Salt & Sugar: Dreamfugue

This poem wants to be the sweet
and sour: the kind it fancies for itself;
the kind that ends up between the spread legs
of some prestigious lit mag.
It doesn’t want to care about postmodernism
or any literary movement;
it’d rather be likened to a tone-deaf,
chubby girl singing to herself.

It wishes it could operate
within a narrative modality.
Vladimir Ilyich Ulianov!
It pleads it can get me a toe
by three o’clock this afternoon,
with nail polish. If this poem had a dick,
it’d be able to lift the book, Pad.
This poem says the same thing,
but in unique and interesting ways—
it doesn’t mind stealing lines
from Mary Ruefle or The Big Lebowski.
It wishes it could be more violent,
but is still too afraid to cut a bitch.
This poem is thinking of buying a pistol
because of its social awkwardness—
sometimes just holding a loaded gun
makes the poem feel brave.
Even though this poem cried
when its father took it hunting,
made it shoot its first duck.
This poem hasn’t been hunting since,
but is slowly warming up to the idea.

This poem thinks titles are pretentious;
it wishes you to know that it contains
no reference to Thomas De Quincy,
that Thomas De Quincy’s an asshole.
This poem doesn’t give a shit about humanity.
It laughs at burning buildings, it’d slit a throat with ease.
The first time my poem caught a trout,
it severed the fish’s head
instead of bashing it with pliers.
This poem was a misunderstood, bad kid
in grade school, throwing spit wads
at the bulletin board, pouring bleach
in Bucky the Hamster’s water
and crying out loud in class
the following Monday when everyone
found the little rodent dead and bloated.
It had to go to the principal’s office
to explain Bucky’s death.
The poem started to cry when the principal
lifted its shirt and found the bruises.

This poem is jealous of everyone who is normal.
This poem doesn’t care about cheeseburgers
or paradise—it only eats them when it’s drunk.
If it were given a choice, I’m sure this poem
would’ve rather been a scarecrow.

This poem still sleeps with nightlights.
This poem still thinks dinosaurs are cool.
This poem stays up, late at night, watching cartoon re-runs.
This poem is as cheesy as a bag of empty Cheetoes.
This poem is a fat ass in pajamas, living in its mother’s basement.

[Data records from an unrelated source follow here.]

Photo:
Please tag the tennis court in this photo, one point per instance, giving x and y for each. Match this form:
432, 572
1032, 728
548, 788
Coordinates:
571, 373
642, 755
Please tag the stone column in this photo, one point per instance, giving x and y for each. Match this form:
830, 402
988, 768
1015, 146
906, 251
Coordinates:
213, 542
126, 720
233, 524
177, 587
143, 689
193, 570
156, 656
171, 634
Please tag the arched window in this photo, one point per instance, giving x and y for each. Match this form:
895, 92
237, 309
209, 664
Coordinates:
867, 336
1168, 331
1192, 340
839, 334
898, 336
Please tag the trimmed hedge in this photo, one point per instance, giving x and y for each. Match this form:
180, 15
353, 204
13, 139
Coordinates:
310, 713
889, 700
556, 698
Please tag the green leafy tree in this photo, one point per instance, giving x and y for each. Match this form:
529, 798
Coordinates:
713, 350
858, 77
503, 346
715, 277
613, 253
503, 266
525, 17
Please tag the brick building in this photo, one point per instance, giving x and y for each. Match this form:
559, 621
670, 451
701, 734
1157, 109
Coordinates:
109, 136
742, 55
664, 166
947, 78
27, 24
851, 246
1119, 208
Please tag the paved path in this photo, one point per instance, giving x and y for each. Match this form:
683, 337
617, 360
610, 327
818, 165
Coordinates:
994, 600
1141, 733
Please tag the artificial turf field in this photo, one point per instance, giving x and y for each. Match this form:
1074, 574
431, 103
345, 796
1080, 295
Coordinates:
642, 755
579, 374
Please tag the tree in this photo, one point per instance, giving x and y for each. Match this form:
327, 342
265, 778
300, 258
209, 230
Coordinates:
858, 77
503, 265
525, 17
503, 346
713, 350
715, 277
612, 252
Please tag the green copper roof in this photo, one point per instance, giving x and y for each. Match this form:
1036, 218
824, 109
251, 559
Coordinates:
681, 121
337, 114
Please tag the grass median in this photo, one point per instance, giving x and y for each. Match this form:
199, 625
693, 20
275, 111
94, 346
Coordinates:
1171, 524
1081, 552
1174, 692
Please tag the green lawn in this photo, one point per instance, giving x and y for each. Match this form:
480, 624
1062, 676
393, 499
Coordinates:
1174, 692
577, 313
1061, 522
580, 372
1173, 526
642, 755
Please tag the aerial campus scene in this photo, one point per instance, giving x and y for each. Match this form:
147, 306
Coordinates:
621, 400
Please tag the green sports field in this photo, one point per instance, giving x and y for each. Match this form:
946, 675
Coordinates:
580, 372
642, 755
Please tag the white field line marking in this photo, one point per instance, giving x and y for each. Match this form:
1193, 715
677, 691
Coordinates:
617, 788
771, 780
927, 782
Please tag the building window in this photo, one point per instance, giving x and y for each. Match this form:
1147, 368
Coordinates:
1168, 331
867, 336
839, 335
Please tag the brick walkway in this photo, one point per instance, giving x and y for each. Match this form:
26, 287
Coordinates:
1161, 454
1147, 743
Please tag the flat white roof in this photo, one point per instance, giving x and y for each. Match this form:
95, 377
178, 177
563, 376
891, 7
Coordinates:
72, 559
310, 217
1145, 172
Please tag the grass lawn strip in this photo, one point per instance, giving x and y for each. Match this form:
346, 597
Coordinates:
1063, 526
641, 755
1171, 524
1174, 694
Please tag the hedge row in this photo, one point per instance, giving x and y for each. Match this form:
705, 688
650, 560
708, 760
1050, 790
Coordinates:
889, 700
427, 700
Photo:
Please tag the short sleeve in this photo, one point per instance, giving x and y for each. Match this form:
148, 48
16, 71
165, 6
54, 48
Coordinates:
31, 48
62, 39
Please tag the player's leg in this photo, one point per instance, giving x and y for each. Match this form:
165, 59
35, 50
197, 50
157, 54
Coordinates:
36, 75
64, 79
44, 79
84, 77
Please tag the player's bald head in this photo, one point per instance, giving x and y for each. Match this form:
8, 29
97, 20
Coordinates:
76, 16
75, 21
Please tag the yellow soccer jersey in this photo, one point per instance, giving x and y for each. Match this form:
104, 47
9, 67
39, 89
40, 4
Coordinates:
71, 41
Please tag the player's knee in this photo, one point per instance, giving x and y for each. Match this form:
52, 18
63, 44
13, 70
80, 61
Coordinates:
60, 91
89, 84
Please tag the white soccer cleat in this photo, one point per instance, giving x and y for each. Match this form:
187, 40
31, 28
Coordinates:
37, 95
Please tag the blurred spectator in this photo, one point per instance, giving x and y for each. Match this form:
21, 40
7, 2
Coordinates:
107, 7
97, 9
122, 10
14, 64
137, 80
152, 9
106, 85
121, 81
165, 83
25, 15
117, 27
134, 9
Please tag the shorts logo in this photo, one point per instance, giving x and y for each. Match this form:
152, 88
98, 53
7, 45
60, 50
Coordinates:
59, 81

It doesn’t care it’ll never amount to anything.

It just wants to sleep in and eat
a few bowls of Cap’n Crunch.
It doesn’t shower regularly.
It doesn’t get out that often.
It’s kind of like the uninvited guest
peeling the oranges you and your girlfriend
intended to eat.

Ungrateful little swine.
It does nothing for me.

Front page image by Meriwinkle.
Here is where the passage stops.